The same picture with the number "2":
0.05 0.05 0.04 0.05 0.13 0.11 0.30 0.27
And with "!"
#Small sample size here
0.00 0.00 0.00 0.00 0.00 0.11 0.16 0.74
We see similar patterns with the rest of the alphanumeric characters.

The number of characters needed to guess the password
Let's say we collect everything possible passwords using the first N most popular characters. How many passwords will we cover in our sample? The following graph shows the proportion of passwords covered in our list using the first N characters:



To cover 50% of the passwords in the list, we needed the first 27 characters. Actually, using only 20 characters covers about 25% of passwords, and using 31 characters covers 80% of passwords. Remember that these passwords did not give in dictionary attack.
Outcome
Usually, when we calculate the probability of guessing the password, we assume that each character is chosen with the same probability, that is, the probability of choosing "e" is equal to choosing "Z". This is clearly not true. Also, recently, many systems force users to choose different types characters in passwords. And it's so easy to add a number to the end. I do not want to consider effective techniques guessing passwords, but it is clear that brute-force is not the right method.
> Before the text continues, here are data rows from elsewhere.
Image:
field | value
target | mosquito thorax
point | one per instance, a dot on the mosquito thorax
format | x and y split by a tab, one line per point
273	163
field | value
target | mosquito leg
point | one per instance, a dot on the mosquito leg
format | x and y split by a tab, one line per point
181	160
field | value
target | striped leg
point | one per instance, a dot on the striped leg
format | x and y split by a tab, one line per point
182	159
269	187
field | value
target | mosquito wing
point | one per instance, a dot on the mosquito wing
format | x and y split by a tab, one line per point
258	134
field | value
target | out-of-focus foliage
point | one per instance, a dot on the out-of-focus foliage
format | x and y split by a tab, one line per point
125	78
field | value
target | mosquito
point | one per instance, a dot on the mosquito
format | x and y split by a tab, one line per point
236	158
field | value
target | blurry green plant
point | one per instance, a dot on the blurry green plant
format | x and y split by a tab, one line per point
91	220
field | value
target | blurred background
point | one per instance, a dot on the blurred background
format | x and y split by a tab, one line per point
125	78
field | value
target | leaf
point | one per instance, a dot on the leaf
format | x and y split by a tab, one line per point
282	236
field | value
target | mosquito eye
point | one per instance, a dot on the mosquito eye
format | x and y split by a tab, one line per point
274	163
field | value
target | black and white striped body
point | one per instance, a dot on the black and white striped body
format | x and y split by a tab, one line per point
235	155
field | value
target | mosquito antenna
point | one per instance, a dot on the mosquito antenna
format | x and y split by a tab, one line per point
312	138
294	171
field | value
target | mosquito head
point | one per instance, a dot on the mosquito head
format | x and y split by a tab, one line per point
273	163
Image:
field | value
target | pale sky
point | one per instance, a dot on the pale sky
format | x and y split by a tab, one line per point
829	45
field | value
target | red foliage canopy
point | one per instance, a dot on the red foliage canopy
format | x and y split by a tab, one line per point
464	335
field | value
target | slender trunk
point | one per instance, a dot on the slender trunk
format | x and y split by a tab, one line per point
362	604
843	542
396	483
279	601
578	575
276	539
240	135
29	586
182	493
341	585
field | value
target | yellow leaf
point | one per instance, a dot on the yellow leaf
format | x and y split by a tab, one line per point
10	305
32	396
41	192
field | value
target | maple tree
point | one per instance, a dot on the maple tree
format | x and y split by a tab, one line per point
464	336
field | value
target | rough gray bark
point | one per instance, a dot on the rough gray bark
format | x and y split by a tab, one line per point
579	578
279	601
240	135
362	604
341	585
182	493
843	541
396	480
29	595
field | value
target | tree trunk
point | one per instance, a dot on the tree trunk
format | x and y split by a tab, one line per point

Personally, I gave up trying to remember passwords a long time ago and just use a password manager. For example my Wordpress password is longer than 12 characters and consists of completely random numbers, letters and specials. characters. Of course, you just need to keep your password manager secure ...

From the translator: Yes, I still fell into the category of people attributing units and exclamation marks to bypass annoying sites.

Top related articles

Different mouse movement vertically and horizontally
Different mouse movement vertically and horizontally
How to compress textures in fallout 4
How to compress textures in fallout 4
It remains only to understand the required level
It remains only to understand the required level
Categories:
© 2021 bumotors.ru. How to set up smartphones and PCs. Informational portal.